Kalau dipotong 20% masih sisa 106 triliun — itu masih kurang? Kalau kurang, lapor ke presiden minta tambah! Uang itu katanya untuk biaya keliling dan gaji kalian?” Dia diam, berani sekali bicara begitu di Manado, seolah negara miskin padahal anggaran melimpah — ini alasan palsu, pemerasan rakyat, cari uang tambahan!
Penyidik ini, Aida Mulyadi dan timnya, menurunnya wibawa Polri. Padahal tugasnya cari kebenaran, malah melindungi oknum pendeta pendosa.
JW sebagai tokoh agama, Ketua Umum, bergelar Dokter malah melakukan hubungan gelap berulang kali, membuat NSL hamil 7 bulan, lalu aborsi.
NSL sudah ngaku sendiri: “Hamil sama JW, dia sering datang ajak berhubungan badan” “bukti paling kuat, pengakuan langsung pelaku!
Saya sudah lapor ke Komnas HAM → dijawab: “Setetes darah janin 7 bulan pun sudah dilindungi hukum”.
Lapor ke Komisi Perlindungan Anak → dijawab: “Aborsi ini merampas hak hidup anak yang tidak berdosa, pelaku harus dihukum”.
Lapor ke Bareskrim Mabes Polri Februari 2025, dirujuk ke Polda Sulut — 8–9 bulan diam saja.
Saya juga sampaikan ke Tim Reformasi Transformasi Polri, minta penyidik ini dicopot dengan tidak hormat.
Bapak Kapolri pernah bilang: “Kalau ekor tidak bisa diatur, kepalanya saya potong” — sekarang buktikan!

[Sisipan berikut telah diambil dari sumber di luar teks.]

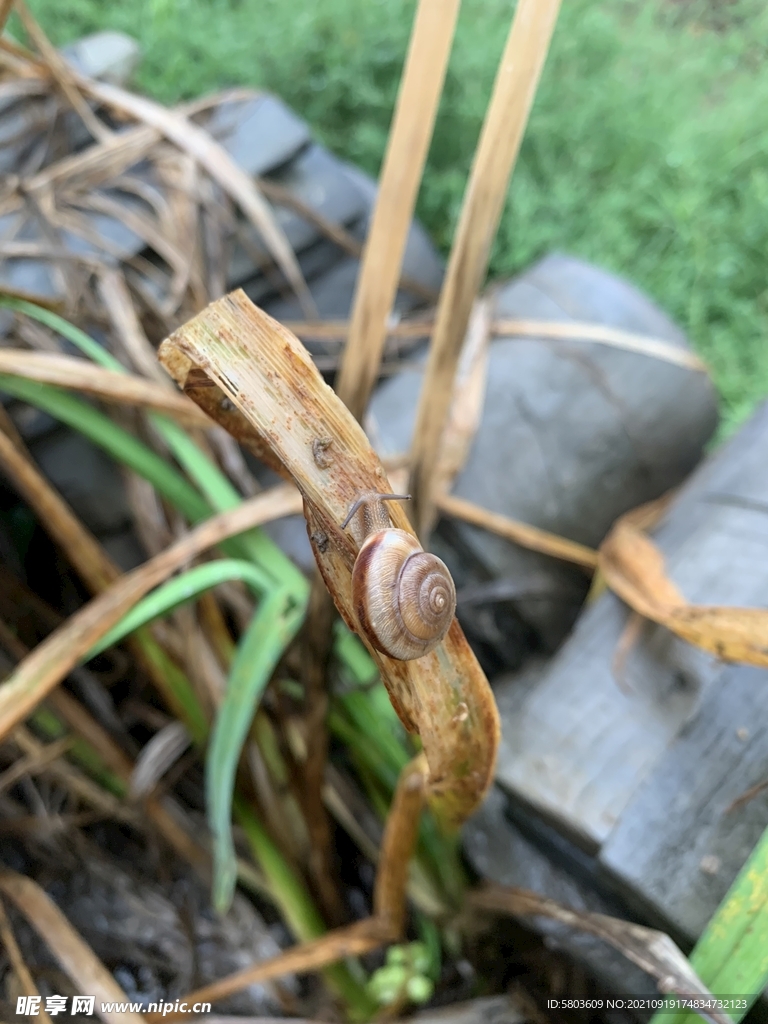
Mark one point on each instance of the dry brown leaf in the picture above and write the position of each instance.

Di Sulawesi Utara banyak kasus mati langkah karena aparatnya korup dan arogan. Mau tunggu apa lagi?
Kepada seluruh pendeta GPDI: Kalian yang undang JW berkhotbah, kalian yang diam saja, kalian yang diamkan dosa, kalian berkompromi dengan dosa, menyesatkan jemaat, menghalalkan perselingkuhan & aborsi.
Kalian bergelar Dokter tapi tidak punya takut Tuhan. Tidak ada alasan lagi, ini sudah keterlaluan.

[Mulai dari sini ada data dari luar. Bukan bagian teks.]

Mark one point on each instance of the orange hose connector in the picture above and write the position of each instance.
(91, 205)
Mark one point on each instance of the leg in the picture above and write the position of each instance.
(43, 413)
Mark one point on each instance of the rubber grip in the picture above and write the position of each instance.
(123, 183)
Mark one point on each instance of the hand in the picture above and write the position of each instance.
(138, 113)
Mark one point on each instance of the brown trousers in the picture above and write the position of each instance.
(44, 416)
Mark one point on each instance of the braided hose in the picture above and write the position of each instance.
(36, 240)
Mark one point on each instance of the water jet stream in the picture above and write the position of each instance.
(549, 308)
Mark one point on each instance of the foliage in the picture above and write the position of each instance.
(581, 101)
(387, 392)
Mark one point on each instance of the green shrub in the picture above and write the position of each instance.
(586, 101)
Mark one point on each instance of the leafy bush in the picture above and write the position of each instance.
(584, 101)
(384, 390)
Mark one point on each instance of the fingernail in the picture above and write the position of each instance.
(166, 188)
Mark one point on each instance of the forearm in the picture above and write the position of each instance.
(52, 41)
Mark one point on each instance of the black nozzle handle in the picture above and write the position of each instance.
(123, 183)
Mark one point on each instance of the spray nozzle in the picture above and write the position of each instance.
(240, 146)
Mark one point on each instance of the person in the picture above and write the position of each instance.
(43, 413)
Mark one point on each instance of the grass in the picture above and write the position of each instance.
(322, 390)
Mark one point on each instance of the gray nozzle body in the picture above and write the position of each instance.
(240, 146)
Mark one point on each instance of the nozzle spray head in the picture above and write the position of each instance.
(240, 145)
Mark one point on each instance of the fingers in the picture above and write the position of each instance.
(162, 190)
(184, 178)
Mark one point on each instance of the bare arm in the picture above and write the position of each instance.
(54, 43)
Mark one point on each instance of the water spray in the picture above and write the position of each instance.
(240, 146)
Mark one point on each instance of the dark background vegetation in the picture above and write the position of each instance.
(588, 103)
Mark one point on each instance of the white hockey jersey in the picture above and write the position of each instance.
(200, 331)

Kepada teman jurnalis, aktivis, media, LSM Laporan saya diremehkan, diabaikan, dibungkam.
Sejak Juli 2025 tidak dapat kabar, telepon ke pembantu penyidik Ronaldo puluhan kali tidak diangkat, pesan ke Kanit Herdi tidak dibalas.

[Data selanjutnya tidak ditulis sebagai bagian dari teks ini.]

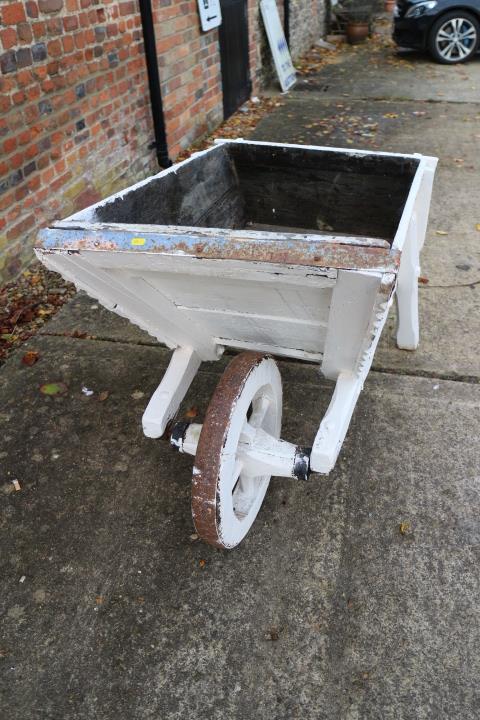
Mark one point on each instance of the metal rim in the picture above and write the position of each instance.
(226, 501)
(456, 39)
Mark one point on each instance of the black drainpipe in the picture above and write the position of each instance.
(286, 20)
(161, 146)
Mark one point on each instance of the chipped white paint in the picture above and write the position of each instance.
(198, 305)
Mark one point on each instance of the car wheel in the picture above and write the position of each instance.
(454, 37)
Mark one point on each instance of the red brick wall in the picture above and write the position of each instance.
(189, 66)
(74, 116)
(75, 119)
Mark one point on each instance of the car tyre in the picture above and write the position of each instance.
(454, 37)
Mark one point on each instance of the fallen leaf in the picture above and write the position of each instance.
(53, 388)
(30, 357)
(272, 635)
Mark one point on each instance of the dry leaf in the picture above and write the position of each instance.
(53, 388)
(30, 357)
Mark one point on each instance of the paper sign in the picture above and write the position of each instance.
(210, 14)
(278, 44)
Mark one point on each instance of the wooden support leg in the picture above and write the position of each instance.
(166, 399)
(407, 292)
(334, 425)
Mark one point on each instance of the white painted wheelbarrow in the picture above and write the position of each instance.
(284, 250)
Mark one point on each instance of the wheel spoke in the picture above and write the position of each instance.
(443, 35)
(447, 51)
(260, 409)
(244, 495)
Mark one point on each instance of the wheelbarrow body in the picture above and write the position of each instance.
(276, 250)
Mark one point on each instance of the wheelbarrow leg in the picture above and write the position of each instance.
(407, 291)
(166, 399)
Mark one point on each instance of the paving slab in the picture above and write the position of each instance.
(380, 70)
(84, 315)
(354, 596)
(450, 302)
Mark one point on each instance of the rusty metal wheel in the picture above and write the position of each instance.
(226, 493)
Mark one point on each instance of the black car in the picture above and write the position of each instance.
(448, 29)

Padahal saya rakyat yang bayar pajak, bayar gaji mereka kok jadi musuh?
Ini jelas melanggar UU No.14 Tahun 2008 Pasal 17 huruf G Keterbukaan Informasi Publik.
Semua bukti ada, asli ada, foto ada, rekaman ada, pengakuan ada mereka sengaja tidak mau buka, tidak mau periksa, karena sudah dibeli uang 175 juta.
Saya berjanji: Hidup atau mati, saya lawan demi kebenaran. Kasus ini tidak akan selesai sampai JW dan NSL diadili, sampai penyidik korup dicopot, sampai keadilan ditegakkan. (SM/RED)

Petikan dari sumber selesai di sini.